Ein weiterer zentraler Aspekt der Diskussion drehte sich um China und die Möglichkeit einer Zuspitzung des Konflikts zwischen den USA und China. China spielt für viele deutsche Unternehmen eine wesentliche Rolle in der Beschaffung – doch die Abhängigkeit von chinesischen Lieferanten bringt Risiken mit sich. Während Herr Albers betonte, dass der Sondermaschinenbau bei Neuenhauser aufgrund geringer Stückzahlen weniger von chinesischen Lieferanten abhängig ist, unterstrich Herr Bohmann die Wichtigkeit der regionalen Diversifizierung. So haben beide Unternehmen ihre Lieferketten so ausgerichtet, dass alternative Lieferanten aus Europa, den USA und zunehmend auch aus Indien oder dem Nahen Osten für eine breitere Absicherung der Lieferkette sorgen.
Im Hinblick auf den Konflikt zwischen China und Taiwan wurde deutlich, dass eine Eskalation in der Region, insbesondere durch Sanktionen auf Bauteile oder Chips, weitreichende Konsequenzen auf die Elektronikbranche haben könnte. Auch hier betonten die Teilnehmer, wie wichtig es ist, die Lieferantenbasis zu erweitern und flexible Alternativen für alle eventuellen Szenarien im Einkauf zu haben.
1. Multi-sourcing
Eine diversifizierte Lieferantenbasis ist von entscheidender Bedeutung, um die Versorgungssicherheit zu gewährleisten. Durch die Auswahl mehrerer Lieferanten für ein Produkt lassen sich Abhängigkeiten reduzieren und Risiken minimieren. Dies wurde im Webinar als zentraler Ansatz für die Sicherstellung der Lieferfähigkeit hervorgehoben.
2. Erhöhung der Lagerbestände für kritische Materialien
Unternehmen sollten, wo möglich, Lagerkapazitäten für essentielle Güter und Bauteile erweitern, um Produktionsunterbrechungen vorzubeugen. Dies stellt jedoch ein Investitionsrisiko dar, das von Unternehmen abhängig von ihrer finanziellen Flexibilität bedacht werden sollte.
3. Gezielte Kostenanalyse und flexible Zahlungs- und Lieferkonditionen
Um den Kostendruck langfristig zu reduzieren, sind systematische Kostenanalysen hilfreich. Damit lassen sich Einkaufsvolumina und Kostentreiber identifizieren und gezielt ansprechen, z. B. durch Verhandlungen mit Lieferanten über flexiblere Zahlungskonditionen.
4. Transparenz und Risikoreduzierung:
Tools wie Tacto bieten den Vorteil, dass Unternehmen Risiken über die gesamte Lieferkette hinweg transparent machen und gezielt steuern können. Eine zentrale Datenplattform hilft dabei, die relevanten Kennzahlen aller Lieferanten schnell zu überblicken und entsprechend strategische Entscheidungen zu treffen.
Die angespannte geopolitische Lage und der zunehmende Protektionismus stellen den Mittelstand vor große Herausforderungen im Einkauf. Die zentralen Diskussionen im Webinar machten deutlich, wie wichtig es ist, flexibel auf globale Veränderungen zu reagieren und gleichzeitig strategische Maßnahmen zu ergreifen, um Lieferketten resilienter und kosteneffizienter zu gestalten.
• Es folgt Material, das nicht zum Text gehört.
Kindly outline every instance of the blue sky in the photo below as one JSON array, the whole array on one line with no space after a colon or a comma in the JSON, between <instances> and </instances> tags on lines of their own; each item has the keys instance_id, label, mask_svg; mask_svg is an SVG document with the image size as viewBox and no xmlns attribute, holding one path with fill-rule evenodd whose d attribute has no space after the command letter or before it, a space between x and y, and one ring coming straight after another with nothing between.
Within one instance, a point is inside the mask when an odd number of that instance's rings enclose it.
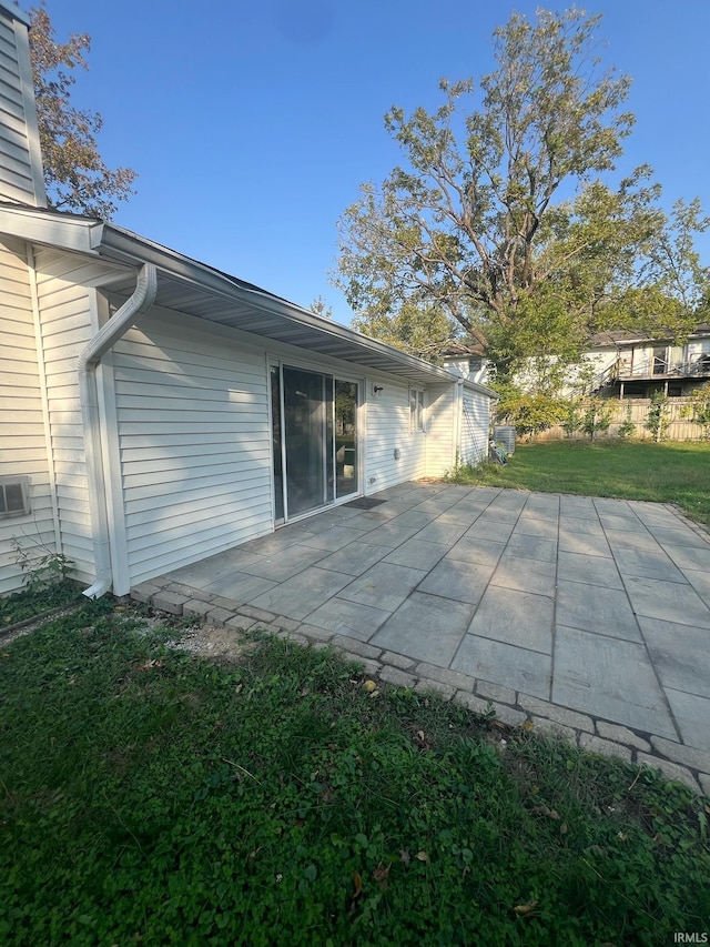
<instances>
[{"instance_id":1,"label":"blue sky","mask_svg":"<svg viewBox=\"0 0 710 947\"><path fill-rule=\"evenodd\" d=\"M22 6L27 9L26 2ZM493 68L491 32L528 0L47 0L63 40L92 38L73 101L139 172L115 222L301 305L328 281L358 184L398 162L383 115L439 104L438 80ZM552 9L568 4L542 3ZM708 0L598 0L600 54L633 79L620 170L650 163L668 208L710 212ZM710 264L710 236L698 243Z\"/></svg>"}]
</instances>

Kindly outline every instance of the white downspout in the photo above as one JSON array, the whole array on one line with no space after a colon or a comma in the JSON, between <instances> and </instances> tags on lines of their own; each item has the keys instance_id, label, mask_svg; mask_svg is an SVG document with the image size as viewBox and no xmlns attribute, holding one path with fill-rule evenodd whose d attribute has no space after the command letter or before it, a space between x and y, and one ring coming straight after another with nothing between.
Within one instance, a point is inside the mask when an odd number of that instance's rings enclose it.
<instances>
[{"instance_id":1,"label":"white downspout","mask_svg":"<svg viewBox=\"0 0 710 947\"><path fill-rule=\"evenodd\" d=\"M99 413L99 391L97 367L109 349L135 325L155 301L158 293L158 271L153 263L141 268L133 295L128 299L104 326L92 338L79 356L79 397L84 427L84 450L89 478L89 505L93 533L93 554L97 578L93 585L84 590L89 598L100 598L113 582L111 551L109 546L109 513L101 454L101 419Z\"/></svg>"}]
</instances>

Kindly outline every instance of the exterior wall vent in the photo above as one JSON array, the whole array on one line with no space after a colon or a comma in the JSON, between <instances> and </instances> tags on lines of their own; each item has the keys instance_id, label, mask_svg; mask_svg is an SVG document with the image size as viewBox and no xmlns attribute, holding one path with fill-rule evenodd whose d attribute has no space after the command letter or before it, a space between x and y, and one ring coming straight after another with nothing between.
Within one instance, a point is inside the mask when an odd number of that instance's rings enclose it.
<instances>
[{"instance_id":1,"label":"exterior wall vent","mask_svg":"<svg viewBox=\"0 0 710 947\"><path fill-rule=\"evenodd\" d=\"M0 476L0 520L30 512L29 476Z\"/></svg>"},{"instance_id":2,"label":"exterior wall vent","mask_svg":"<svg viewBox=\"0 0 710 947\"><path fill-rule=\"evenodd\" d=\"M494 441L499 441L506 449L506 454L515 454L515 427L494 427Z\"/></svg>"}]
</instances>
In diesem Kontext gewinnen SRM-Systeme (Supplier Relationship Management) an Bedeutung, die es Unternehmen ermöglichen, relevante Daten effektiv zu nutzen, Risiken zu erkennen und Kosten zu senken.
In Zukunft wird die Flexibilität und Anpassungsfähigkeit im Einkauf entscheidend sein, um Unternehmen auch unter erschwerten Bedingungen erfolgreich auf dem globalen Markt zu positionieren.